Just ask anyone who's had to do it, and they’re bound to have their fair share of stories.
And it’s easy to see why. Recruiting entry-level lawyers is fraught with challenges and risks. How do you attract the best candidates with limited money and time? Who do you ultimately select? Will they fit your office culture? And how do you know they’ll stay once you’ve spent time and money training them? Throughout my time as a lawyer, legal recruiter and careers consultant, I have heard these questions time and again from employers of all shapes and sizes.

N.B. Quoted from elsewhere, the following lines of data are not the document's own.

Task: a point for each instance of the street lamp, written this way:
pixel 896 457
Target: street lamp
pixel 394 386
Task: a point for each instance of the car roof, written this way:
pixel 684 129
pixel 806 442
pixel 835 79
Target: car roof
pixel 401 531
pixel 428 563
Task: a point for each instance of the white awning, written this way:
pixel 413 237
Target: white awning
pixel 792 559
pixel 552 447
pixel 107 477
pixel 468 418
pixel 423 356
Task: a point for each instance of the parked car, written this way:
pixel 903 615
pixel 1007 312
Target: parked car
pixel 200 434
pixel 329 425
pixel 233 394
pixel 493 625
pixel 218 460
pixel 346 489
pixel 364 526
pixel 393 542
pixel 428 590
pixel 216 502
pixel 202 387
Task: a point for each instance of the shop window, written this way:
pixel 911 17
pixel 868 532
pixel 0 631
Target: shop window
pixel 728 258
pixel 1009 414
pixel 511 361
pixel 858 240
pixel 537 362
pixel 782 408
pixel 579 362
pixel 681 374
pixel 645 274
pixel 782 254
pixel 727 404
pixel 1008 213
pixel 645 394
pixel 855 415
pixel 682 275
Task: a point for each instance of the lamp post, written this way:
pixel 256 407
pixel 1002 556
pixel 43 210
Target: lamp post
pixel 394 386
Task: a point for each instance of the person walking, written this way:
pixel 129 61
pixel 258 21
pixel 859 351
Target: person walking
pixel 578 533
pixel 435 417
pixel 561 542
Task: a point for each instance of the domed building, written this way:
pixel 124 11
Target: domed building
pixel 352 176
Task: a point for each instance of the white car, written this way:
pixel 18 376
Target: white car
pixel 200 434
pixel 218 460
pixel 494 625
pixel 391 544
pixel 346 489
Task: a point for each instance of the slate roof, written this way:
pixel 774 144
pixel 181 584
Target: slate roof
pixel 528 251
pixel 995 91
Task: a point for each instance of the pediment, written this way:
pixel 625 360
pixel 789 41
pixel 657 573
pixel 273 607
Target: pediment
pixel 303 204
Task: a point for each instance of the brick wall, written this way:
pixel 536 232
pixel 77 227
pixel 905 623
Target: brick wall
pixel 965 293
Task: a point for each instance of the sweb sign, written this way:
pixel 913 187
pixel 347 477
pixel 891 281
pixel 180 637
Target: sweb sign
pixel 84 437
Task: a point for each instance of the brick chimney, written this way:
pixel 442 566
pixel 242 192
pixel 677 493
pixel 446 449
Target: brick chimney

So here are some tips to increase your strike rate when it comes to sourcing, selecting and retaining graduate lawyers.
- Think Beyond ‘Seek’
It’s time to think outside the box. We’ve all used Seek, but there are plenty of other sourcing techniques which are more targeted and won’t cost the earth.
Leverage off referrals
Many of the most successful hires come from referrals, and the perfect place to start is with your own colleagues. Studies show that referred candidates tend to perform better and stay longer. This is because nobody knows your organisation better than your own staff, so they’re more likely to recommend the right fit.
Today’s graduate lawyers rely on the internet for their job search more than ever before. An increasing number of those graduates are joining professional platforms such as LinkedIn to better connect with prospective employers. This represents a unique opportunity for employers to screen a rich pool of candidates before making an approach, ensuring you only spend time on graduates who meet baseline criteria.
Use more targeted job boards
Posting a job on Seek can be useful. But at the graduate level, it can also generate an unmanageable number of applicants, many of whom don’t fit the brief. The key is to limit your advertisement to the desired demographic. At Leo Cussen, we run a free advertising service allowing employers to specify a target group of candidates based on criteria such as year of graduation, electives studied, and language skills. This means employers only target the lawyers they are after, and don’t get inundated with irrelevant applications.
- Offer Something Unique
The reality is that you’re not the only one looking for the perfect candidate. Your ideal graduate lawyer is likely looking at other employers too, and offering a higher salary no longer cuts it. Surveys show that 83 per cent of today’s ‘millennials’ choose their positions based on employee benefits. This opens the door to offering plenty of cost-effective benefits such as flexible work schedules, further training, and progression opportunities. This is an opportunity to leverage off the things your organisation does best. But remember to only promise what you can deliver!
- Look for the Right Things
Sourcing a good pool of candidates only gets you half way. The next step is making the right selection.
Make sure they’re well-trained
Although graduates are only at the beginning of their learning, there is little doubt that some hit the ground running quicker than others. One factor is the quality of their training, particularly at the Practical Legal Training (PLT) level. To increase the likelihood of a successful fit, it is important to make sure that a graduate has been through a comprehensive and reputable PLT course which teaches more than the bare minimum. PLT providers such as Leo Cussen ensure that graduates are trained to run simulated files, and help them to build technical, commercial and client-focused skills.
Be holistic and open-minded
Not every graduate has a distinction average from a sandstone university, with clerking experience in a top tier firm. Nor is that the background of every successful lawyer. Experienced recruiters will tell you that marks aren’t everything, and it’s vital to keep an open mind when assessing applicants. Strong evidence of commerciality, loyalty, and client relationship skills can be equally valuable.
Ask them to solve a real problem
Rather than administering a generic behavioural-based interview question, try giving the applicant a scenario which reflects a real problem they are likely to face in your organisation. Provide a period of time to prepare a solution and present it back. This gives you insight into key skills such as problem-solving and presentation. It also provides a contextual glimpse of how they might handle issues particular to your organisation.
- Develop a Pipeline of Potentials
Rather than waiting until you need a graduate lawyer, you might consider building a base of paralegals, clerks or legal secretaries. It can often be smart to hire these individuals while they are still in law school, as it provides an opportunity to get to know the candidate prior to considering them for a graduate position.
Another option is to host a graduate for an initial period of work experience (for example, a PLT placement). This provides an opportunity for you and the graduate to perform a ‘test run’ before any commitments are made.